Где же Бернат? Еще не в глубине застенков Мура, еще не прикованный до самой смерти цепями к ледяному камню, влажному от испарений Од. Скорее всего, он вместе со своими товарищами находится во временной тюрьме дома Инквизиции, внутри города. Их держат так, чтобы они были у инквизитора под рукой, чтобы он в любую минуту мог вызвать их на свои неумолимые и бесконечные допросы. Он еще может ходить — может быть, в кандалах? — бродить по коридорам, подниматься по лестницам, сесть на землю, встать на колени, опереться о стену. Наверное, его толкает и тянет за собой стража. Возможно, иногда ему удается перекинуться двумя–тремя словами со своими товарищами, тремя добрыми людьми, ожидающими смерти, которые бояться только одного — что их заставят слишком много сказать…
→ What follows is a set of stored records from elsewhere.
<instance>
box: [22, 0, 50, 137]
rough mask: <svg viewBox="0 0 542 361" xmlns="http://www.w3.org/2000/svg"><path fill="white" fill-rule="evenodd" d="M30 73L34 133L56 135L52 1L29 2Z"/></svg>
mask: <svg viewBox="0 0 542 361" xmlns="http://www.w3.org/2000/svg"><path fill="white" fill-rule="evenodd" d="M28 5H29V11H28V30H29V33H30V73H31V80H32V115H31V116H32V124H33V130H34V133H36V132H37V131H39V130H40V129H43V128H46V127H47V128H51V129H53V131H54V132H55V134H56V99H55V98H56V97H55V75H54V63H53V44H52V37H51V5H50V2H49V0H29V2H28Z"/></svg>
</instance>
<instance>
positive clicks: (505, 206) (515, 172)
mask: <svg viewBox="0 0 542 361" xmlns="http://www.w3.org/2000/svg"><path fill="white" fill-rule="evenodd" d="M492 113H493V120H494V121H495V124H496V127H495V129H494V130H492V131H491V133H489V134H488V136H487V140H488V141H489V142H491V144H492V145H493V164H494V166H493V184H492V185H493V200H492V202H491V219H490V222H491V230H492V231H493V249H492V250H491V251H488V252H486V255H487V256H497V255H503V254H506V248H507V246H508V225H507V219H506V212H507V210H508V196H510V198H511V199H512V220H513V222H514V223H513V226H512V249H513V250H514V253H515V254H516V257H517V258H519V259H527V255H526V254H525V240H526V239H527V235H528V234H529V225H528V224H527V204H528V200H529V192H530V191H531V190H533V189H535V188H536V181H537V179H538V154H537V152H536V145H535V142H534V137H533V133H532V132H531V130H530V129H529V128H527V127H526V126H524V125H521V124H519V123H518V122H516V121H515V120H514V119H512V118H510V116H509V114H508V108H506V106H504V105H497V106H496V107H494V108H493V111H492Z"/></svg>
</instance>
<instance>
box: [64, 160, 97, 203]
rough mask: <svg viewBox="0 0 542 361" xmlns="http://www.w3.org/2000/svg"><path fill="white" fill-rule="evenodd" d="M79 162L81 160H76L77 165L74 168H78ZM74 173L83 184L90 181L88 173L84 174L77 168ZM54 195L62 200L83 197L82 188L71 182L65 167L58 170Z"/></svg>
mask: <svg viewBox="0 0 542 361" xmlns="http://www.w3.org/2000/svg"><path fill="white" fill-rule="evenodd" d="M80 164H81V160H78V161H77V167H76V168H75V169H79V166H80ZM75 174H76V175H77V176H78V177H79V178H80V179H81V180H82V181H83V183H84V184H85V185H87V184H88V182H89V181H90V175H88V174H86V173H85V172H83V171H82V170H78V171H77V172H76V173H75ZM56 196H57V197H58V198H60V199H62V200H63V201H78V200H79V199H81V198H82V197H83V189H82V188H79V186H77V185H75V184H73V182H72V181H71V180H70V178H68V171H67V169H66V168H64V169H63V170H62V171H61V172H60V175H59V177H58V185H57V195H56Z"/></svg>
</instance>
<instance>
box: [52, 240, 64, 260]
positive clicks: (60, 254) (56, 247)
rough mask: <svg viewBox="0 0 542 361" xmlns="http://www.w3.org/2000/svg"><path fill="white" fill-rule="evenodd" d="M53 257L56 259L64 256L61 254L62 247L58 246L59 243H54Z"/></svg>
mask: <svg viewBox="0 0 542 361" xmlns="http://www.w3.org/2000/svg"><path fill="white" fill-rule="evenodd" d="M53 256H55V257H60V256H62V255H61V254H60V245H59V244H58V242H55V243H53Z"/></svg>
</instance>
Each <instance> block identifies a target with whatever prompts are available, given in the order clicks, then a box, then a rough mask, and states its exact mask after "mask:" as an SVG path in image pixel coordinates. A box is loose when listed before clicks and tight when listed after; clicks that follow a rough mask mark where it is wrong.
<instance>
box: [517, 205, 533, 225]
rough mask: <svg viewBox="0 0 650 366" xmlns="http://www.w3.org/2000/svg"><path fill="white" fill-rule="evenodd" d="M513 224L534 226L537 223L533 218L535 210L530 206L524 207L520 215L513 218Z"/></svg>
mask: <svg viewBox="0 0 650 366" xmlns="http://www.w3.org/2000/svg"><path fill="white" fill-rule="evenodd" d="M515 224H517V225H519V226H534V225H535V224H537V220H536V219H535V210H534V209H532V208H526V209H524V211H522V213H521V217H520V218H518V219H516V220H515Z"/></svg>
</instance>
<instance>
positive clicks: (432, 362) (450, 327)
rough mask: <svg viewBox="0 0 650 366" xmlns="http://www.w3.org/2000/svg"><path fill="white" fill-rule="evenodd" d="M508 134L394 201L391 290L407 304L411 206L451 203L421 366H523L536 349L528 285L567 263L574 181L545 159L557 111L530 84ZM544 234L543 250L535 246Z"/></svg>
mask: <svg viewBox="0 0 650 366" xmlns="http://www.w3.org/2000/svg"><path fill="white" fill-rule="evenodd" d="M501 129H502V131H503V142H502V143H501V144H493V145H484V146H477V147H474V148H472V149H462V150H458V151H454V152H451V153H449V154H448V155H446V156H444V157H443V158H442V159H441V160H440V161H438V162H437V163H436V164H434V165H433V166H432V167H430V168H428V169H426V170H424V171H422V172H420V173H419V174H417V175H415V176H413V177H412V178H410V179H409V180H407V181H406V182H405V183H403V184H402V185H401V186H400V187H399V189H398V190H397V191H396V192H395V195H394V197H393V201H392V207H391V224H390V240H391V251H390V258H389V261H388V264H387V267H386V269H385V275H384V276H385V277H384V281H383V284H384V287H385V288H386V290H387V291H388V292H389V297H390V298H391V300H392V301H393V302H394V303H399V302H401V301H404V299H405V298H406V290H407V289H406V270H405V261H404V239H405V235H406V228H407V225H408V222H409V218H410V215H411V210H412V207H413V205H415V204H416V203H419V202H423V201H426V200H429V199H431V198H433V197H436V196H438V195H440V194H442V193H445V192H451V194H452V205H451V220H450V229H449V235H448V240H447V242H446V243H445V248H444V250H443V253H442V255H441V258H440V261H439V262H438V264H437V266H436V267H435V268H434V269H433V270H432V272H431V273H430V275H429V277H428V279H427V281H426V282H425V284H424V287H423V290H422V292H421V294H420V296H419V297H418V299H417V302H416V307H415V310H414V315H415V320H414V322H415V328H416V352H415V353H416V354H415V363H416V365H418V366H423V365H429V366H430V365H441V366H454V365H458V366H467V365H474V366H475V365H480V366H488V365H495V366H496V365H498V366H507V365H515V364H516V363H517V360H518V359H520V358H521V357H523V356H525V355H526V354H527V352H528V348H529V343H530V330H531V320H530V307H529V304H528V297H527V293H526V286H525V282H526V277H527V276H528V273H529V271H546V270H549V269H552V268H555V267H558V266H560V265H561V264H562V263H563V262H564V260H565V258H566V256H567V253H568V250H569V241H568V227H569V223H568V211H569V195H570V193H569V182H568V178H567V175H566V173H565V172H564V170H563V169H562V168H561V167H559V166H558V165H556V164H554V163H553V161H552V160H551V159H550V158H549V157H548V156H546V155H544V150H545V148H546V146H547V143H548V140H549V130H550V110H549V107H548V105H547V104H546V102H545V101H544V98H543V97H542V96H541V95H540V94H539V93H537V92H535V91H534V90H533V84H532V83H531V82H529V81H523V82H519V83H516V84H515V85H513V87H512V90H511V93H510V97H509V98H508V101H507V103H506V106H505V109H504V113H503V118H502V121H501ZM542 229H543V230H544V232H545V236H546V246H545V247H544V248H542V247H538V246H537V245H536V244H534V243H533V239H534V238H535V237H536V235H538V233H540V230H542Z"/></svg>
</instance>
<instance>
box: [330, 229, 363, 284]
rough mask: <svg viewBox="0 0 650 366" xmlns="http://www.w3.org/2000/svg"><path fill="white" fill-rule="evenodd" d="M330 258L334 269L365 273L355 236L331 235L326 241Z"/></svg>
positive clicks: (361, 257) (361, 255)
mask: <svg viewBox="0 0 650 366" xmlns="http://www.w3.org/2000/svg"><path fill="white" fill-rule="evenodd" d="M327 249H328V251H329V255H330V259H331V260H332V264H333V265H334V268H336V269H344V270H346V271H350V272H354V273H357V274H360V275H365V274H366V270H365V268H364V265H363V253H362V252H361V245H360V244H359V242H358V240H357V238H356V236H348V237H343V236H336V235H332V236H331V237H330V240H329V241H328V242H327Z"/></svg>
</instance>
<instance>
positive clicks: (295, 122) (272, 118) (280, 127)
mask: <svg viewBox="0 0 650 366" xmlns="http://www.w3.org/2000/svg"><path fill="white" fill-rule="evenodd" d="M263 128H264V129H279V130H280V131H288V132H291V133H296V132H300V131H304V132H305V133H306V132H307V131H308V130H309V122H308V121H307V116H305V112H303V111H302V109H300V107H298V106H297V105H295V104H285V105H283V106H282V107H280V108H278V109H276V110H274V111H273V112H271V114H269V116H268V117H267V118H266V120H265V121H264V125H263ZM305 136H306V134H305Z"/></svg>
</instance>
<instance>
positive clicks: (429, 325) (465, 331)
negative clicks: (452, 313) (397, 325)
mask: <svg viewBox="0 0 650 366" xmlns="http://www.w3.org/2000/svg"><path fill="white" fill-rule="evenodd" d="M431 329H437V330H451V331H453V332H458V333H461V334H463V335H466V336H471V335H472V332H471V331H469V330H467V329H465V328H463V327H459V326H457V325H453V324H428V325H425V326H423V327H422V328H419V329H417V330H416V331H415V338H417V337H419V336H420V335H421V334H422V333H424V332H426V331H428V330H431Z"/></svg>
В своем мрачном оцепенении Гильельма спрашивала себя, что же делать? Ей хотелось бежать в Каркассон. Видеть собственными глазами эти стены, где замуровали Берната и добрых людей. Царапать ногтями эти камни. Видеть его, как он выслушивает свой приговор, как его переводят в Мур, за город, на берег Од. Она думала о том, где бы ей в это время хотелось быть. Стоять в кандалах рядом с ним, перед инквизитором. А если он, как и госпожа Себелия Бэйль, откажется разговаривать с инквизитором и признать свои ошибки? Если он твердо будет отстаивать свою веру в проповеди добрых христиан, и его сожгут как упорствующего и нераскаявшегося? Но, старалась успокоить себя молодая женщина, возможно, у На Себелии не было иного выбора, и она утратила надежду на то, что в этом мире изгнания получит утешение добрых христиан, ставшее для нее недоступным. И вместо того, чтобы исповедаться инквизитору и тем самым выиграть еще несколько лет прозябания в недрах Мура, она предпочла преодолеть свой страх и отказаться от всего этого. Но Гильельма лучше, чем кто–либо другой, знала силу жизненного инстинкта Берната, его пылкую волю к жизни, его желание и страсть действовать, свернуть горы, бороться, любить и верить со всей силой молодости. Он будет пытаться вернуться к ней, как бы невозможно это ни было, в этом она была уверена. Но она также знала, что он никогда не отречется. И что когти инквизитора гораздо более жестоки и безжалостнее, чем железные челюсти капкана, раздробляющие волчьи лапы.
Гильельма не могла ни спать, ни есть. Она пыталась сохранить в себе остатки надежды, черпать ее из света доброго человека Пейре Санса, который всегда говорил с ней ласково и поддерживал в ней мужество. И через несколько недель именно он принес ей новые вести о Бернате, которые только подтвердили то, что она всегда от него ждала.